The Everyday Struggles African SMEs Face With International Trade

For many African SMEs, international trade is not just a business opportunity. It is a survival strategy. From Lagos to Nairobi, small and medium-sized enterprises are working tirelessly to access foreign markets, connect with suppliers, and grow their customer base abroad. Yet, every time they try to move money across borders, they are confronted with obstacles that turn a simple transaction into a major challenge.
These challenges are not hidden; they are part of the daily grind of doing business across borders in Africa.
Consider a Nigerian textile trader who imports fabrics from Dubai. Orders are ready, suppliers are waiting, but payments keep bouncing between banks because of restrictive correspondent banking rules. The shipment is delayed, customers are unhappy, and a business relationship that took years to build begins to strain.
Or take a Ghanaian SME exporting cocoa products to Europe. While demand is strong, fluctuating exchange rates eat into profits. By the time payments clear — often days or even weeks later the business has already lost money it can’t afford to.
Even parents sending tuition fees abroad for their children’s education encounter similar friction. Payments get stuck, delayed, or charged with exorbitant fees that make an already heavy financial burden even harder to carry.
The Three Big Barriers
African SMEs face many issues with international trade, but three stand out:
1. High Costs: Cross-border transfers often come with multiple hidden charges.
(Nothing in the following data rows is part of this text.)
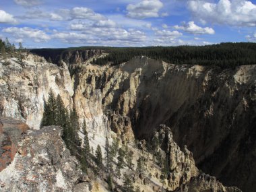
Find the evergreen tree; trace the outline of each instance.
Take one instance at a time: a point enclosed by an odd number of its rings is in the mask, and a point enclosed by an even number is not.
[[[164,181],[165,181],[165,179],[167,179],[168,172],[168,168],[167,161],[166,160],[166,159],[164,159],[162,160],[162,163],[161,175],[160,177],[160,179],[161,180],[161,183],[162,184],[162,191],[164,189]]]
[[[6,52],[10,52],[11,49],[11,44],[9,42],[8,38],[5,38],[5,48],[6,48]]]
[[[119,139],[117,137],[114,138],[113,142],[112,143],[112,151],[113,157],[117,156],[117,153],[119,149]]]
[[[52,61],[52,59],[51,59],[50,57],[49,57],[49,58],[48,59],[48,63],[53,63],[53,61]]]
[[[132,169],[134,166],[134,164],[133,164],[133,152],[132,151],[129,151],[127,153],[127,155],[126,156],[127,166],[129,169]]]
[[[110,172],[113,171],[113,152],[111,150],[111,148],[109,145],[108,139],[106,137],[106,142],[105,142],[105,159],[106,159],[106,172]]]
[[[1,49],[1,54],[3,59],[5,60],[5,62],[6,62],[6,53],[5,53],[5,47],[4,46],[2,46]]]
[[[137,175],[143,174],[145,172],[144,161],[142,157],[139,157],[137,160],[136,172]]]
[[[135,192],[140,192],[140,187],[139,186],[136,186],[135,187]]]
[[[121,169],[121,168],[123,168],[123,165],[125,164],[124,158],[125,158],[125,152],[122,148],[120,148],[118,152],[119,152],[119,156],[117,156],[117,160],[118,160],[117,166],[119,166],[119,168]]]
[[[95,162],[97,165],[98,172],[101,172],[102,174],[102,168],[103,168],[103,163],[102,163],[102,154],[101,152],[101,148],[99,145],[97,146],[96,150],[95,152]]]
[[[49,125],[56,125],[57,103],[53,90],[50,89],[47,102],[44,102],[44,113],[41,122],[41,127]]]
[[[19,42],[19,61],[20,63],[22,63],[23,60],[22,60],[22,53],[23,53],[23,46],[22,42]]]
[[[63,129],[62,138],[66,143],[68,142],[68,129],[69,126],[69,117],[67,108],[59,94],[56,98],[56,125]]]
[[[124,191],[125,192],[133,191],[133,185],[130,177],[131,177],[127,175],[126,173],[125,173],[123,175],[123,187]]]
[[[113,177],[112,177],[112,174],[109,174],[107,178],[107,183],[108,185],[108,189],[110,191],[113,191],[114,186],[113,186]]]
[[[159,138],[158,138],[158,134],[157,131],[155,130],[154,133],[154,137],[152,141],[152,148],[153,152],[156,152],[158,150],[159,147]]]
[[[90,156],[90,143],[89,143],[89,138],[88,138],[88,133],[87,132],[86,129],[86,120],[84,119],[84,123],[83,123],[83,131],[84,131],[84,154],[87,157],[89,157]]]
[[[77,155],[79,151],[80,139],[78,136],[78,131],[79,130],[78,116],[75,108],[70,113],[69,119],[70,125],[68,129],[68,135],[71,152],[73,155]]]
SMEs lose a chunk of their hard-earned income just to move money.
2. Delays: Payments that should clear in minutes sometimes take days or weeks, disrupting supply chains and cash flow.
3. Uncertainty: From sudden policy changes to volatile exchange rates, businesses can never predict how much a transaction will cost or how long it will take.
These challenges create an uneven playing field. While larger corporations can absorb the costs and navigate complex systems, SMEs are left to struggle, limiting their potential to scale and compete globally.
Why It Matters
SMEs are the backbone of Africa’s economy. They create jobs, fuel innovation, and drive growth. Yet, without reliable access to global payment systems, they are locked out of opportunities that could help them thrive. International trade is supposed to be a gateway to growth, not a barrier.
If African businesses are to compete on the world stage, they need a financial infrastructure that works for them, not against them.
This is where innovation becomes more than a buzzword. Stable digital currencies and modern fintech solutions are showing that cross-border payments don’t have to be expensive, slow, or uncertain. They can be instant, transparent, and cost-efficient.
At Oneremit, this is the mission we wake up to every day: making international payments seamless for African SMEs. By leveraging stablecoins and secure payment rails, we help businesses bypass the unnecessary friction that has held them back for too long. For the textile trader, it means faster payments to suppliers. For the cocoa exporter, it means protecting profits from volatility. For families paying tuition, it means peace of mind that money gets where it’s needed, when it’s needed.
Because when SMEs can move money easily, they can grow, create jobs, and unlock Africa’s place in the global economy.
The struggles African SMEs face with international trade are real, but they don’t have to be permanent. A future where businesses trade without borders is not a dream it is a possibility already being built today. And with Oneremit, that future is within reach.